Tax bill sees classic Bristol Cars sputter to a halt

Iconic British motoring brand Bristol Cars has ceased trading after 70 years following a winding up order from HMRC over unpaid tax

HMRC brought a winding up order against the company, whose luxury cars were favoured by celebrities including Sir Richard Branson, Bono, Liam Gallagher, Tina Turner and fashion designer Paul Smith, earlier this year.

An application by the car manufacturer to rescind the order was unsuccessful, and Jeremy Frost and Patrick Wadsted of Frost Group Ltd have been appointed joint liquidators.

The company was founded in the late 1940s and grew out of the Bristol Aviation Company.

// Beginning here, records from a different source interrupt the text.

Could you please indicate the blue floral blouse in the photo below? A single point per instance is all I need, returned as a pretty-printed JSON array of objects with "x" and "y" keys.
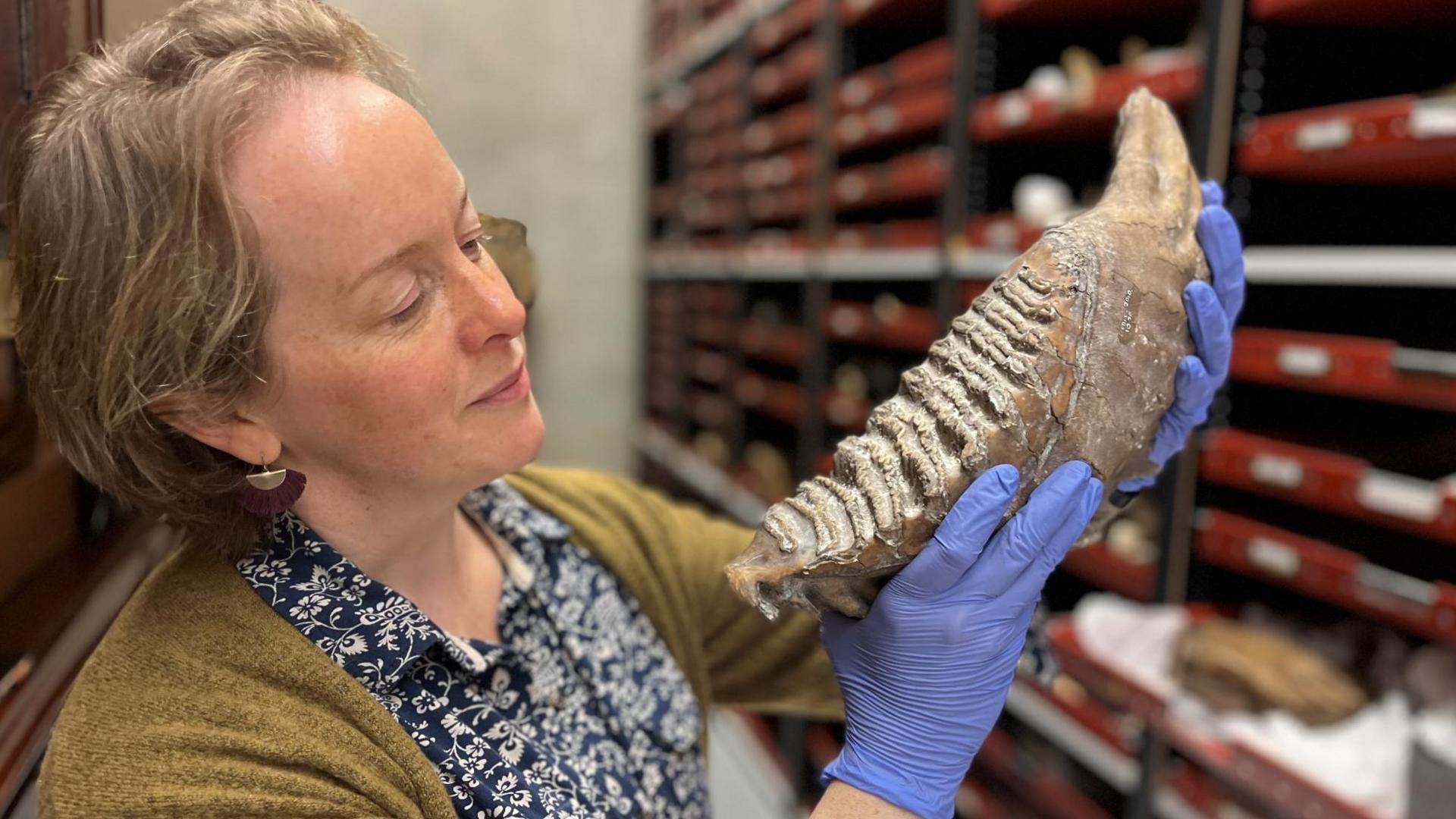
[{"x": 582, "y": 710}]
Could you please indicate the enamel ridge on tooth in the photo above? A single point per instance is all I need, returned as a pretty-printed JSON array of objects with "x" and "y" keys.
[{"x": 1069, "y": 354}]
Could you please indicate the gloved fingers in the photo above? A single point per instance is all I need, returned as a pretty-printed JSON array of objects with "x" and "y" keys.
[
  {"x": 1212, "y": 193},
  {"x": 962, "y": 537},
  {"x": 1223, "y": 248},
  {"x": 1018, "y": 544},
  {"x": 1027, "y": 588},
  {"x": 1193, "y": 385},
  {"x": 1210, "y": 328}
]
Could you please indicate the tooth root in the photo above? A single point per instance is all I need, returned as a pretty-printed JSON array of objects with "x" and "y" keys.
[{"x": 1069, "y": 353}]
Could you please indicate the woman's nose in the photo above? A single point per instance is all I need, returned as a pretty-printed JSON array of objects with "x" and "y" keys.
[{"x": 487, "y": 311}]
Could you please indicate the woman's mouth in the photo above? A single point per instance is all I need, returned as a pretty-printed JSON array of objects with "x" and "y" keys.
[{"x": 513, "y": 388}]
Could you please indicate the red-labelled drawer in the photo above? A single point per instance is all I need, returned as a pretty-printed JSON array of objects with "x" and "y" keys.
[
  {"x": 864, "y": 88},
  {"x": 710, "y": 213},
  {"x": 902, "y": 328},
  {"x": 1391, "y": 140},
  {"x": 1103, "y": 569},
  {"x": 1001, "y": 232},
  {"x": 720, "y": 77},
  {"x": 1331, "y": 482},
  {"x": 924, "y": 64},
  {"x": 708, "y": 409},
  {"x": 781, "y": 205},
  {"x": 712, "y": 181},
  {"x": 663, "y": 200},
  {"x": 769, "y": 397},
  {"x": 1327, "y": 572},
  {"x": 1019, "y": 117},
  {"x": 890, "y": 12},
  {"x": 1346, "y": 365},
  {"x": 1065, "y": 11},
  {"x": 781, "y": 344},
  {"x": 913, "y": 177},
  {"x": 712, "y": 299},
  {"x": 777, "y": 31},
  {"x": 1036, "y": 784},
  {"x": 789, "y": 127},
  {"x": 846, "y": 411},
  {"x": 788, "y": 76},
  {"x": 708, "y": 366},
  {"x": 780, "y": 169},
  {"x": 902, "y": 115},
  {"x": 1276, "y": 789},
  {"x": 1354, "y": 12},
  {"x": 711, "y": 330}
]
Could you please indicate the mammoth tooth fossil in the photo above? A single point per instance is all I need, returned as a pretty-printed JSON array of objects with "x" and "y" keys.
[{"x": 1069, "y": 354}]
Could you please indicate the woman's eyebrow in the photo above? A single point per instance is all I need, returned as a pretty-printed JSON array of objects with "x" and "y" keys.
[{"x": 403, "y": 253}]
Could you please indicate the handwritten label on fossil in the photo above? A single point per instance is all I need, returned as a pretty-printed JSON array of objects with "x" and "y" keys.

Its first cars were built using BMW parts, and it developed a small volume business producing bespoke cars, with the marque gaining a strong following among motoring enthusiasts.

Bristol Cars went into administration in 2011 and was then bought out and reformed by its current owners, Kamkorp Ltd, headed by Kamalk Siddiqi.

The company has had only limited activity since, but in 2016 unveiled a prototype £250,000, 4.8-litre V8-engined sports car called the Bullet, which was shown to the public at the Goodwood Festival of Speed that year.  The car was set to be hand-built in Chichester using BMW-sourced engines and gearboxes.  However none ever went into production, although there remains a market for second hand Bristol Cars amongst enthusiasts.

According to its most recent filing at Companies House, for the year ending 31 December 2018, Bristol Cars Ltd owed around £7.4m to creditors, including £153,000 to trade creditors, £1.8m to other companies in the group, £69,000 in tax and social security payments and £5.3m to others.

The accounts noted: ‘The main source of finance for the company continues come from K Siddiqi, director, and from the Kamkorp group of which K Siddiqui is a director and controlling shareholder.

‘K Siddiqui has pledged his financial support to the company and the Kamkorp Group for a period of at least 12 months from the signing of the accounts.’

The accounts also stated that management had produced cashflow forecasts for the period to 31 December 2020 which indicated the company had sufficient working capital to meet its liabilities as they fell due.

Jeremy Frost, director of Frost Group Ltd and joint liquidator, said : ‘It is with regret that we have seen another iconic UK brand failing to deliver in a changing world.

‘We have already received numerous enquires relating to the company’s assets and we are hopeful that we will be able to salvage some value for creditors as well as allow some memory of a former giant of British Industry to remain.’